Connectivity Issues
Incident Report for LiveKit
Postmortem

We experienced another failure in our global messaging bus today. The failure started at 11:50 PT, with services fully restored by 12:13PT. This is the second time this had occurred in the last week.

One of our primary design goals of LiveKit Cloud is to have nothing shared between data centers, in order to remain operational even when entire data centers become unavailable.

We’ve discovered in recent weeks that the message bus component that we utilize (NATS JetStream) does not provide the isolation that we thought it did. Today’s outage was caused by a hardware failure on a single instance of NATS. That failure appeared to render the entire JetStream system unusable until all instances are restarted together. This appears to be a bug in the version of NATS that we are using.

While we believe the bug will be resolved by the NATS team, it’s clear that having reliance on JetStream does not give us the isolation guarantees that we need for LiveKit Cloud. We will be making some key architecture changes that remove that reliance over the next month. It is imperative to the LiveKit team that Cloud is providing reliable infrastructure that can withstand all kinds of failures, hardware or software, without disrupting real-time services.

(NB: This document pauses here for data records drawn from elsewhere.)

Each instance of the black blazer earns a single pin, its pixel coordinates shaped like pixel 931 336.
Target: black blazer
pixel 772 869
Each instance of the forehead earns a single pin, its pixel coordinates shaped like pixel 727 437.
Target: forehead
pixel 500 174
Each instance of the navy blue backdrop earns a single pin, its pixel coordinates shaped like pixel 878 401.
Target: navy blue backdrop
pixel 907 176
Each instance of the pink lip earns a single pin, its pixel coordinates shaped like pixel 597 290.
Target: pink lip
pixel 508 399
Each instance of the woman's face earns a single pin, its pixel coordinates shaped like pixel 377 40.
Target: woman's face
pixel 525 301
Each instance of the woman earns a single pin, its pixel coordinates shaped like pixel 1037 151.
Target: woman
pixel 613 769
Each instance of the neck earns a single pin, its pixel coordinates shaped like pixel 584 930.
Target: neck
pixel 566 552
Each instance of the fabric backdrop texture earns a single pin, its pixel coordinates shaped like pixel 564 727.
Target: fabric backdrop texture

Posted Feb 13, 2023 - 15:29 PST

Resolved
This incident has been resolved.
Posted Feb 13, 2023 - 15:04 PST
Monitoring
A fix has been implemented and we are monitoring the results.
Posted Feb 13, 2023 - 12:13 PST
Identified
Message bus outage
Posted Feb 13, 2023 - 12:06 PST
Investigating
We are currently investigating this issue.
Posted Feb 13, 2023 - 12:00 PST
This incident affected: Global Real Time Communication.